“I prepare all of my lectures and talks in my head while running,” said my friend, as he watched me put headphones in my ears, prepare my music playlist, and get ready for our run together.
Yet, one Friday morning, I decided to give his words a chance while running alone on the beach. I felt free and was enjoying a moment of solitude. As I ran, a few questions surfaced in my mind: “How free are we really are? And free from what? What things in life are we attached to?”
Running alone, with no music playing, on an empty beach positively reflected a sense of freedom. If someone was standing on the hill and watching me run, it might remind them of a horse running along the shore, which is usually described as “free” and “wild.” But are we humans really free like those horses?
Horses have foals, and mares worry about providing food and safety for them. But do mares and stallions worry about their foals when they are grown up? Do they think about their foals when they’re running in the wild? Do they worry about their children while they’re at work? Do they think about what their boss says as they’re running?

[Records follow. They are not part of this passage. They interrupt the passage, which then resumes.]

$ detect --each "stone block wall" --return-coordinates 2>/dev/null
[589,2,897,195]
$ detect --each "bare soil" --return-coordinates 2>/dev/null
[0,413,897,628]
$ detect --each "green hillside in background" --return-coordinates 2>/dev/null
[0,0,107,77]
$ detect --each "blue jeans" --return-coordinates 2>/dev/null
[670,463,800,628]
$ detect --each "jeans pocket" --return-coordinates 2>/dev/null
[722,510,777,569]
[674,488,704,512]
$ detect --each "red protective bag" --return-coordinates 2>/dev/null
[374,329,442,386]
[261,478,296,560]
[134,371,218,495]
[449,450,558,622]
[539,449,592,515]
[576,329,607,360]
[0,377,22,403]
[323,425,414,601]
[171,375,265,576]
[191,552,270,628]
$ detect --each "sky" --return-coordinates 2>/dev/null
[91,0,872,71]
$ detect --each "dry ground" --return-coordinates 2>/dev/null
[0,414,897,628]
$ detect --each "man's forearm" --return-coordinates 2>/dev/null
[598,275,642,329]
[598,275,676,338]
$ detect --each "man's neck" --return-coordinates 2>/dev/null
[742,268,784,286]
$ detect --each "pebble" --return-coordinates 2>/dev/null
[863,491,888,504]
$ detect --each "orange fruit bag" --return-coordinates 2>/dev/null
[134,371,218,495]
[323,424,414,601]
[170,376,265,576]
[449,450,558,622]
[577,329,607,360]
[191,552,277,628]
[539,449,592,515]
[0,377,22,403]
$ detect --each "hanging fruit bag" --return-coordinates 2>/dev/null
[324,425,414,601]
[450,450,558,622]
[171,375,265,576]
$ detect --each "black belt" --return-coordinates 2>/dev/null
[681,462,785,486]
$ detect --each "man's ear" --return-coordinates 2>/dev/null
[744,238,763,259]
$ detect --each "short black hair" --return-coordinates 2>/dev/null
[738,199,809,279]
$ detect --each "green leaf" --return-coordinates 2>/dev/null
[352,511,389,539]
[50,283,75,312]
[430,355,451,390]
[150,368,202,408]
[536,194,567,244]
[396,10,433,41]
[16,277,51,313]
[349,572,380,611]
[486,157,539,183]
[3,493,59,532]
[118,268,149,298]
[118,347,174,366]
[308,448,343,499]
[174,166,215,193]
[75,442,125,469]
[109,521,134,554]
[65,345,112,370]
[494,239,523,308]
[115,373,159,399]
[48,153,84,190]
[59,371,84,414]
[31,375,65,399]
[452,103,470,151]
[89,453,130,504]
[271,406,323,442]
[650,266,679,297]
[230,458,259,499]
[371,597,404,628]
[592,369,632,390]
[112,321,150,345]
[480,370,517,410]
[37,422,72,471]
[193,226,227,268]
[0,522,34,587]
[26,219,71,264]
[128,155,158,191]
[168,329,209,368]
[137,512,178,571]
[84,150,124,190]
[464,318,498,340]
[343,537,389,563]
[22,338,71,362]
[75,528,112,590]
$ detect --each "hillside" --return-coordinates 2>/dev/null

Do they have a boss or an assistant?
Of course, we can’t know the answers to these questions. But we do know that us humans, even if we are running naked in the desert, will think about many things that keep us agitated or entertained. Even if you try to clear your mind of thoughts, you’ll be thinking about the act of clearing your mind. It may only be a temporary clearance until you finish your run, a thought forgotten forever, or one soon replaced by other thoughts.

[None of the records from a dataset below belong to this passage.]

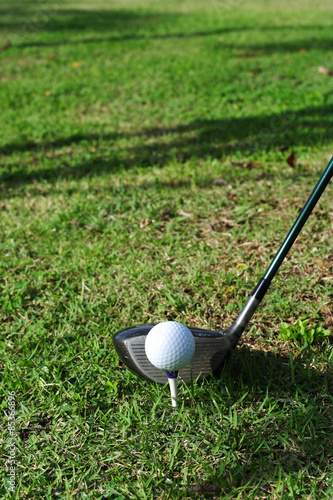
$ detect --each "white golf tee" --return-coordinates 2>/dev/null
[168,377,177,406]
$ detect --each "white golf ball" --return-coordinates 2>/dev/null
[145,321,195,372]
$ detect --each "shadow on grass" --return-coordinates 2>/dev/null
[0,0,332,50]
[0,105,333,192]
[201,346,333,492]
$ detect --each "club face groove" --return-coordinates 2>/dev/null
[113,325,243,384]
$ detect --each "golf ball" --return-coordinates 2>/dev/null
[145,321,195,371]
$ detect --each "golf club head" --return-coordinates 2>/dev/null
[113,324,244,384]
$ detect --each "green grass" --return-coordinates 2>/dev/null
[0,0,333,500]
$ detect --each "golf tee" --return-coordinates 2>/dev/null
[168,378,177,406]
[166,371,178,406]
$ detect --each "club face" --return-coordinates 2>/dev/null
[113,325,243,384]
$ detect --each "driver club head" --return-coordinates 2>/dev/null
[113,324,244,384]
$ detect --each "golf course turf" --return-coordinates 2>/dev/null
[0,0,333,500]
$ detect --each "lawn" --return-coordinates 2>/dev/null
[0,0,333,500]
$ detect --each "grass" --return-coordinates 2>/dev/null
[0,0,333,500]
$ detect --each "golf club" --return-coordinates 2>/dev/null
[113,157,333,384]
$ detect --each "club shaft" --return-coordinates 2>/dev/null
[264,157,333,282]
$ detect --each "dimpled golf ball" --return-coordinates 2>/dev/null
[145,321,195,371]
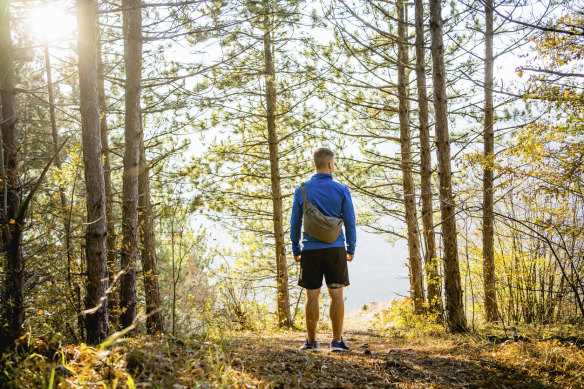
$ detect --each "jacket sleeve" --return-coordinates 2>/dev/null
[343,187,357,255]
[290,188,302,256]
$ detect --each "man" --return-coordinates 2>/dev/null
[290,147,357,351]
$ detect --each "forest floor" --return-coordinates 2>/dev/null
[5,308,584,389]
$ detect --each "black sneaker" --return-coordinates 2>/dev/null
[331,336,349,351]
[300,339,318,351]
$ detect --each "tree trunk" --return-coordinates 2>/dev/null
[0,1,25,350]
[430,0,467,332]
[483,0,497,322]
[416,0,442,312]
[77,0,109,343]
[45,42,75,306]
[97,34,120,324]
[120,0,142,328]
[138,141,164,334]
[264,1,292,327]
[396,0,424,314]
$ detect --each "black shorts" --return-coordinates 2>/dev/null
[298,247,349,289]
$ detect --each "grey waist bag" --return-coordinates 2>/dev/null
[302,182,343,243]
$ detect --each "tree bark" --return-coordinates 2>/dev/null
[97,35,120,324]
[396,0,424,314]
[264,0,292,327]
[44,42,75,306]
[120,0,142,328]
[430,0,467,332]
[0,1,25,350]
[77,0,109,343]
[138,139,164,334]
[415,0,442,312]
[483,0,497,322]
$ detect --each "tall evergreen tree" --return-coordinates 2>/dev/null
[0,0,25,350]
[430,0,467,332]
[120,0,142,328]
[77,0,109,343]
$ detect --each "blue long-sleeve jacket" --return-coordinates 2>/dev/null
[290,173,357,256]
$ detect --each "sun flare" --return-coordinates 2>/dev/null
[30,6,77,41]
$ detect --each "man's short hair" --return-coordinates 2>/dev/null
[313,147,335,169]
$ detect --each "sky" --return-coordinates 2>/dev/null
[20,0,552,311]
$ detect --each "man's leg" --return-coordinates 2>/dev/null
[306,288,320,342]
[328,288,345,340]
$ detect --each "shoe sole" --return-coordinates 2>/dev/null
[331,347,349,352]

Our mind is a vacuum that always needs to be filled
While running one day, I noticed how I am anchored to many things surrounding me. Even when I try clear my head from work, I think about life, my family, or the books I want to write. I may enjoy the surrounding trees or clear desert—or watch out for reckless drivers while putting a thought to rest forever. Sometimes, I retrieve a memory of my home country Egypt and linger on it for a mile or two. Basically, there are three main processes going on in our brains: grasping new data, retrieving old data, and deleting old data.
Now, what makes certain data more important than other data? In other words, why is some data retained and other data deleted and forgotten? Why do I retrieve parts of these data sets while running? For example, thinking about my wife and kids, but not remembering other relationships with the same warmth and love? Why do I think about writing a book in the future? Why did I provide an example of a horse running and not a dog? And why do I think about Egypt, not New Zealand?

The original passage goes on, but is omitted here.